Fetal alcohol spectrum disorders (FASD) describe the wide array of long-lasting developmental abnormalities in offspring due to prenatal alcohol (ethanol [EtOH]) exposure via maternal gestational drinking. Our laboratory has identified many deleterious effects of prenatal ethanol exposure (PrEE) as well as paternal ethanol exposure (PatEE) prior to conception in a mouse model. Our results indicate that PrEE and PatEE can have substantial effects on the offspring including alterations in gross anatomy, neuroanatomy, gene expression, and behavior. In chapter 1, we show that PrEE can lead to craniofacial anomalies, decreased body weight and length, decreased brain weight and cortical length, as well as structural changes to the cortex and corpus callosum in embryonic development (E12.5, E14.5, E16.5, E18.5).
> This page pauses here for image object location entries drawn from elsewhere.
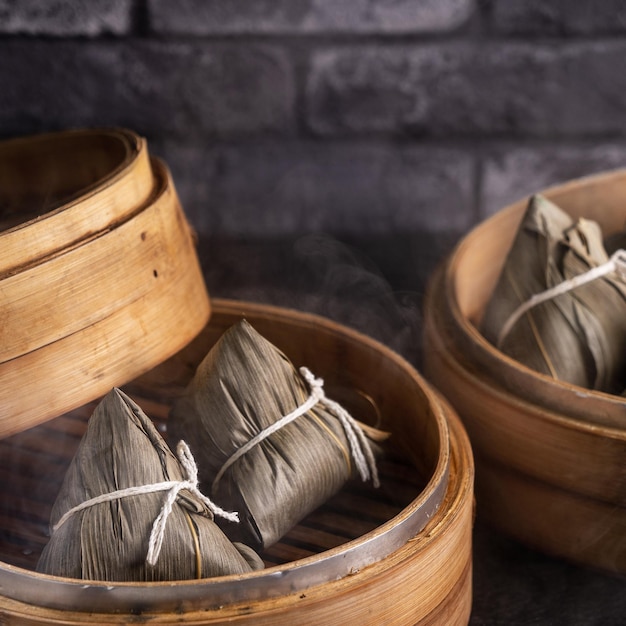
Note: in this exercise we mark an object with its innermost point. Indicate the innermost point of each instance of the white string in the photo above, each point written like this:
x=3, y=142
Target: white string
x=173, y=487
x=616, y=263
x=359, y=444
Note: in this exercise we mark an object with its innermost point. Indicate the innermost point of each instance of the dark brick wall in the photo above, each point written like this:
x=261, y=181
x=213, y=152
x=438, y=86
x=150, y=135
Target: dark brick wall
x=367, y=118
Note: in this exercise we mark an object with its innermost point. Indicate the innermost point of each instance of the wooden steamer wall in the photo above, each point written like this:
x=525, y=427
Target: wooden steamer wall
x=398, y=555
x=549, y=455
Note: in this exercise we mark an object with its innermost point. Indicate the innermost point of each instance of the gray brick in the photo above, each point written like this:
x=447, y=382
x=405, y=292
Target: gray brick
x=203, y=89
x=514, y=173
x=467, y=89
x=65, y=17
x=199, y=17
x=559, y=17
x=274, y=189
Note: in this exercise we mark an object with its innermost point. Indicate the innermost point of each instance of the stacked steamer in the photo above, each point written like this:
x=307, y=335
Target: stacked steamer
x=97, y=265
x=135, y=315
x=549, y=454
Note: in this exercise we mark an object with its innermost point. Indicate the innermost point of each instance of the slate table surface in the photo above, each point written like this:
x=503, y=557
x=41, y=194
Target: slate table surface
x=378, y=287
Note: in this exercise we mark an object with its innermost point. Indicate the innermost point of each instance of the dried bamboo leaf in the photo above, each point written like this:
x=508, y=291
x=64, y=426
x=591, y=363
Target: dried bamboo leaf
x=110, y=540
x=579, y=336
x=242, y=387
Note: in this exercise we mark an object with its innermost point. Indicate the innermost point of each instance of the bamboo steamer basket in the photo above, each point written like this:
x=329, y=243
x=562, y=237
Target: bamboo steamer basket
x=57, y=189
x=549, y=455
x=92, y=287
x=400, y=554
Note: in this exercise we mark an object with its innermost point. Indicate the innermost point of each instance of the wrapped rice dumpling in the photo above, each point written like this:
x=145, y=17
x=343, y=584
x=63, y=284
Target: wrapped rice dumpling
x=578, y=336
x=117, y=538
x=273, y=473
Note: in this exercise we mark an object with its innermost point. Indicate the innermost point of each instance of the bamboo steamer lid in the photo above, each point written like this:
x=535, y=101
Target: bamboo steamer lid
x=549, y=454
x=57, y=189
x=94, y=286
x=412, y=568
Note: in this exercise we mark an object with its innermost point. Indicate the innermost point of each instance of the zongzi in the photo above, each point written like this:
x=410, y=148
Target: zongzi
x=578, y=336
x=129, y=510
x=270, y=444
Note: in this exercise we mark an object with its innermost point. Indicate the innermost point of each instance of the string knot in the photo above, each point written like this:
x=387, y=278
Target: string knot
x=360, y=447
x=616, y=264
x=173, y=488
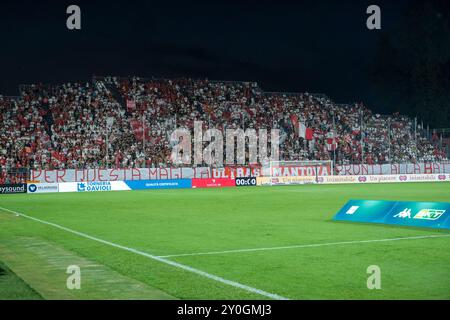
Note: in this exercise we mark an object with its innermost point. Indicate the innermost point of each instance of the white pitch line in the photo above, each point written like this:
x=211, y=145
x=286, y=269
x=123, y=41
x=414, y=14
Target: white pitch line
x=157, y=258
x=301, y=246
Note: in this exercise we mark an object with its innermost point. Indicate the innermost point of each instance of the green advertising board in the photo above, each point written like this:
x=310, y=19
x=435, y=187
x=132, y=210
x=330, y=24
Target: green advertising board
x=405, y=213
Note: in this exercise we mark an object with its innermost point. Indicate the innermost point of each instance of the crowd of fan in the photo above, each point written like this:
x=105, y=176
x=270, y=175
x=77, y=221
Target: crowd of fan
x=127, y=122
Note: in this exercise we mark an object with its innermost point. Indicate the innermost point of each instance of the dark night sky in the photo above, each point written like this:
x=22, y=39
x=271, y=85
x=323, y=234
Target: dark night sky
x=315, y=46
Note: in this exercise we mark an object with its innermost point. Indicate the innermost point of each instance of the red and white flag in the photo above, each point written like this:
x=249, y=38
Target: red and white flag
x=301, y=130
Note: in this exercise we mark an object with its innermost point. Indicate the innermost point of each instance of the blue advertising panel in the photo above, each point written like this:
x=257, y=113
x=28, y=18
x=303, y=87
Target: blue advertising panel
x=159, y=184
x=406, y=213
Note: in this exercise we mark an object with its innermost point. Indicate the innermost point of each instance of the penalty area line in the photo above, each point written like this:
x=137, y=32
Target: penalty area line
x=302, y=246
x=156, y=258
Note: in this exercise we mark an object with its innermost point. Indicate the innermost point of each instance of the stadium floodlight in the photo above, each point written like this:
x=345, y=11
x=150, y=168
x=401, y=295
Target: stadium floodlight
x=297, y=172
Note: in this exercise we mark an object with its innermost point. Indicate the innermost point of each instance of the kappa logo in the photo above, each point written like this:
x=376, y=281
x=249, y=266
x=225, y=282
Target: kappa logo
x=32, y=188
x=429, y=214
x=406, y=213
x=352, y=210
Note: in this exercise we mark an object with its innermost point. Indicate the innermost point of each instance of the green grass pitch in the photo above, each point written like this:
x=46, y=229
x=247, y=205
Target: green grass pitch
x=177, y=222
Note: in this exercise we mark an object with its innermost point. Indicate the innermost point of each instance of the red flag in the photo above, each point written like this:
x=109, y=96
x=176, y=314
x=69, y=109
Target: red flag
x=131, y=105
x=309, y=133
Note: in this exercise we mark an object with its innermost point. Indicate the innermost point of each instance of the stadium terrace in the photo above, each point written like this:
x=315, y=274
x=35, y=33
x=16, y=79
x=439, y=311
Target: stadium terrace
x=114, y=122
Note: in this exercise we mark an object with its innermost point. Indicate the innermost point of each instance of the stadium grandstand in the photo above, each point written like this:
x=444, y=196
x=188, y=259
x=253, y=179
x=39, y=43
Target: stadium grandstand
x=114, y=122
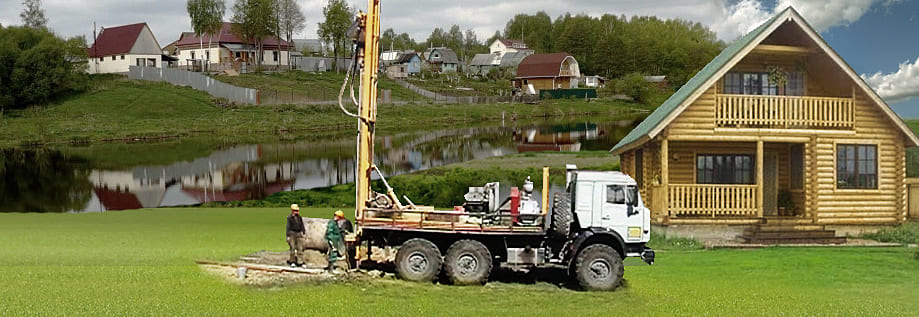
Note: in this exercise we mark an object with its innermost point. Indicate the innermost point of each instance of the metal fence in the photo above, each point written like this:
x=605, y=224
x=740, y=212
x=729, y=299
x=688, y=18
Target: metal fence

To further explore potential heritable effects of PrEE, we investigated brain and behavioral development in the F1 (directly-exposed), F2 (indirectly-exposed) and F3 (non-exposed) generations in Chapter 2. All generations of PrEE newborns had decreased body weights, brain weights, and neocortical lengths compared to controls, although there were no differences in brain to body weight ratios. Hippocampal CA3 was significantly thinner in all generations of PrEE mice compared to controls. PrEE resulted in a significant rate of agenesis or partial development of the corpus callosum in the majority of F1 cases, with a less frequent, non-significant, occurrence in F2 and F3 mice. Disrupted sensorimotor integration, motor control, and anxiety-like behavior persisted to at least the F2 generation. In Chapter 3, we investigated the transgenerational effects of paternal EtOH exposure (PatEE) on offspring brain and behavioral development. We observed no differences between control and PatEE (F1 and F2) mice in measures of neocortical length. Abnormal patterns of Id2 and RZRβ gene expression were observed in the F1 generation but not the F2 at P0. Additionally, PatEE may generate sex-specific effects on offspring behavior that can last up to two generations after the sire’s initial exposure. We propose that the effects of drinking alcohol during pregnancy or prior to conception may be more serious than previously thought as transgenerational effects were observed in the offspring even though they never consumed alcohol themselves.